A good rule of thumb across the state is that you can’t smoke pot anywhere they can’t smoke a cigarette. You cannot smoke in indoor places, including bars, cars, or other moving vehicles. Having an open bag in the car is illegal. If you are renting, you will need to check with your landlord to see if smoking is allowed inside your rental property.

Prop 64 does however open the door for local governments to permit marijuana consumption at retailers and companies with a microbusiness license, which combines a small cultivation site, distribution and retail. In that case, the business will be required to restrict the premises to people 21 and older, cannot allow alcohol or tobacco use on site and also must ensure no one can see people consuming marijuana from outside.

Will all California medicinal dispensaries be recreational?


Not every dispensary currently open will be granted a temporary or annual license to sell recreational pot. To be eligible to receive a temporary license, retailers will need to demonstrate to the BCC that they have permission to operate from their home city.

“The main thing is, they have to have that local approval,” Ajax said.

Once dispensaries have the proper paperwork the BCC can go back to the city to check that it’s valid.

Second, dispensaries already selling medicinal marijuana can choose whether they want a medicinal license, an adult-use license or both. In this instance the shop will need to adequately label merchandise “A” for adult or “M” for medicinal and keep separate transaction records.

Can you try before you buy?

Yes and no.

Once the adult-use market has gone live, practices such as smelling the marijuana before buying it will need to be reconsidered by the dispensaries.

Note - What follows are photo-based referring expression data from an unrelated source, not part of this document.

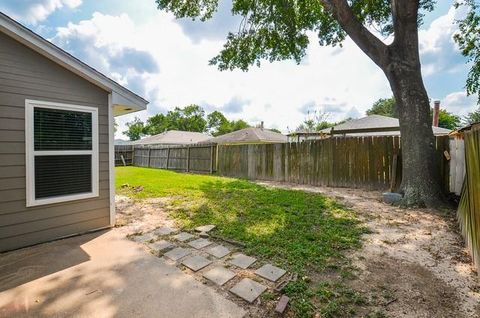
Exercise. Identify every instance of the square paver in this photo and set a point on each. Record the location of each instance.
(177, 253)
(196, 262)
(199, 243)
(205, 228)
(270, 272)
(144, 238)
(242, 261)
(161, 245)
(248, 289)
(183, 236)
(218, 251)
(219, 275)
(164, 230)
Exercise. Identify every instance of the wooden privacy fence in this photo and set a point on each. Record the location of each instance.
(357, 162)
(123, 155)
(469, 207)
(194, 158)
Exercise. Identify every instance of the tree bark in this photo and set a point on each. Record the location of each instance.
(421, 184)
(420, 174)
(400, 61)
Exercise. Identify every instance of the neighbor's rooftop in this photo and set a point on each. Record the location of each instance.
(250, 135)
(173, 137)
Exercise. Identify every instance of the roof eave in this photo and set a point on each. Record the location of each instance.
(123, 100)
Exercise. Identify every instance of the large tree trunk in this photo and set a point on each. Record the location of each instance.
(400, 61)
(420, 174)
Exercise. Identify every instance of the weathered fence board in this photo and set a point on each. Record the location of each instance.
(194, 158)
(123, 155)
(357, 162)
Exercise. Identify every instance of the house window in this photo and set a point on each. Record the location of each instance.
(61, 152)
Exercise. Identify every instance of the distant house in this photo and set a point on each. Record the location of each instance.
(173, 138)
(249, 136)
(373, 125)
(57, 140)
(122, 142)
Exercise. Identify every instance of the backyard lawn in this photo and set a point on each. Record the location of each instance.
(305, 233)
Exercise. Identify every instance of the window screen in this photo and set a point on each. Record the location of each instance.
(62, 175)
(56, 129)
(63, 152)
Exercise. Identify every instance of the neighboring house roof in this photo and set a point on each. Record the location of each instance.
(250, 135)
(122, 142)
(123, 100)
(382, 123)
(174, 137)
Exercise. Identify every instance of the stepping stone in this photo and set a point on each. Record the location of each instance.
(218, 251)
(183, 236)
(205, 228)
(144, 238)
(177, 253)
(270, 272)
(242, 261)
(161, 245)
(164, 230)
(219, 275)
(199, 243)
(248, 289)
(196, 262)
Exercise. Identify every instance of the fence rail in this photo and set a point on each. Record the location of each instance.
(194, 158)
(123, 155)
(357, 162)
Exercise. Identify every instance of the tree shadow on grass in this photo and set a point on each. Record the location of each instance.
(293, 228)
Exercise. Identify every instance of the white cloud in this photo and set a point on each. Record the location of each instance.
(34, 11)
(438, 49)
(459, 103)
(348, 82)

Customers are still free to inspect any potential pot purchase with the supervision of an employee, but dispensaries will be required to discard any marijuana product employees remove from its original packaging. Only product in tamper evident, child resistant packaging is allowed to be sold.

“It’s no longer going to be taking the bud out of a used pickle jar and letting the patient sniff it and get their nastys all over it if they sneeze,” said John Chaisson, the co-owner of Atomic Budz in Cathedral City.

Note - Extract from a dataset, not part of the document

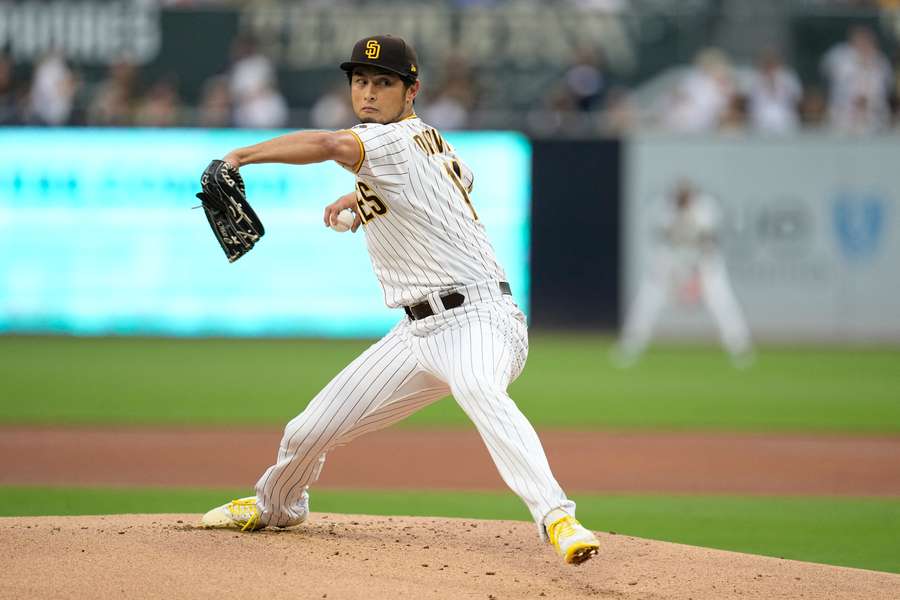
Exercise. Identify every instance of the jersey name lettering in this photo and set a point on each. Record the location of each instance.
(431, 142)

With few exceptions, marijuana freebies are prohibited by law.

Are there quality controls for pot in California?

Yes. State law requires new testing procedures including testing samples for things like mold, pesticide residue and bacteria. This testing will need to be done before any product ships. Labs will also check for compounds like CBD and THC, two of the cannabinoids found in marijuana. Products must be labeled to show weight as well as THC and CBD content.

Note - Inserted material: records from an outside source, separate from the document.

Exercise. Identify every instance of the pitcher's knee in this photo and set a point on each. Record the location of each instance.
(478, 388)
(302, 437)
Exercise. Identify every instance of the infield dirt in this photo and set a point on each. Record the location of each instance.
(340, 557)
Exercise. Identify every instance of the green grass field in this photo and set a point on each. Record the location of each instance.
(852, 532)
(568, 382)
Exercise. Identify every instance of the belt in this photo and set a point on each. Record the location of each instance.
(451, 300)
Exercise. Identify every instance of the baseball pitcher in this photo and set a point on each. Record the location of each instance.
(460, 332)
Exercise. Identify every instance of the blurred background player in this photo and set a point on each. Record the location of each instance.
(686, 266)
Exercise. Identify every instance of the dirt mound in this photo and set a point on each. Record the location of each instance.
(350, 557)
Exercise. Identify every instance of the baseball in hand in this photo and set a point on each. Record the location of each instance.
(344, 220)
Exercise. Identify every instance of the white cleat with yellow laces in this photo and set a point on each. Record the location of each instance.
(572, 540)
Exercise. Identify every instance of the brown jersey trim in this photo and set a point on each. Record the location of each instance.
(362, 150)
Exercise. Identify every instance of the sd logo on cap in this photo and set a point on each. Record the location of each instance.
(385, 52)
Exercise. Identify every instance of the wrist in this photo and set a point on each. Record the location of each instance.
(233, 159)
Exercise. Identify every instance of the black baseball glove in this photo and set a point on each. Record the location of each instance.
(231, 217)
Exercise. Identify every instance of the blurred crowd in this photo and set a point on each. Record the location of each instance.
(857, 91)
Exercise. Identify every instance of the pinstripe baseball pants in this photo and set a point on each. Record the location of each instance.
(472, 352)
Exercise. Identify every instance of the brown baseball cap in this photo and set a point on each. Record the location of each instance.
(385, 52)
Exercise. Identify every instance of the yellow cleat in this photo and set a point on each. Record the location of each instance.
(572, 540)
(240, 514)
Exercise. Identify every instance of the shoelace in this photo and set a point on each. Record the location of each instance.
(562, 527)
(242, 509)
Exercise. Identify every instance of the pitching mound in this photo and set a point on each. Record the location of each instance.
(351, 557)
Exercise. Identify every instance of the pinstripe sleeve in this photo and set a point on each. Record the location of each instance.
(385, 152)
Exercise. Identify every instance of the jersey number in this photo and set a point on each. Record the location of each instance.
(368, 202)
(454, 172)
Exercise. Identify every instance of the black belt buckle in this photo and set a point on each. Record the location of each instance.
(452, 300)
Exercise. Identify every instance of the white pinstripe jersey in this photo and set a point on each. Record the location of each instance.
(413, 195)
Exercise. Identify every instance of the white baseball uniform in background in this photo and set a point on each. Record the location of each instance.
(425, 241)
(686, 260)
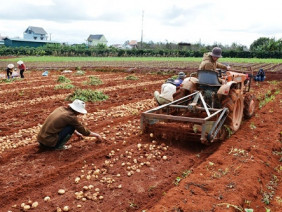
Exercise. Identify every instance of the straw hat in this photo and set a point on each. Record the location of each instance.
(216, 52)
(11, 66)
(78, 106)
(181, 74)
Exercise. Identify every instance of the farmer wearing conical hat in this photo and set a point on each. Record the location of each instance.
(61, 124)
(209, 61)
(22, 67)
(9, 70)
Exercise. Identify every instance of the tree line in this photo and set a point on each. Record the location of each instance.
(260, 48)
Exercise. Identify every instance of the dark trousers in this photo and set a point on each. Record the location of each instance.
(21, 72)
(64, 136)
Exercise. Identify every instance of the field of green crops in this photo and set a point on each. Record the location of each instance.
(142, 59)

“Everything is going to have to be tested by a third party and a lot of people are not going to be able to get through that,” Chaisson said.

What happens to pot products already in existence and available before Jan. 1?

With a temporary license, retailers will be able to sell off inventory in existence before 2018. The temporary license lasts 120 days with the option for extensions. Because of this, customers might still be able to buy products that have not been tested or that otherwise appear to violate state law. For example, because pot gummy bears are “appealing to children” they are in violation of state law.

Will there be any noticeable changes at California pot shops?

“Things are not really going to change that drastically on Jan. 1 (for consumers),” Elsasser said. “There’s going to be a lot of people turning in their applications to the state of California… but that’s behind the scenes.”

While there might be some different products available, the changes will most likely be subtle. For example, some dispensaries might need to invest in security cameras and alarm systems to stay compliant with state law or they might start requiring employees to wear a new ID badge.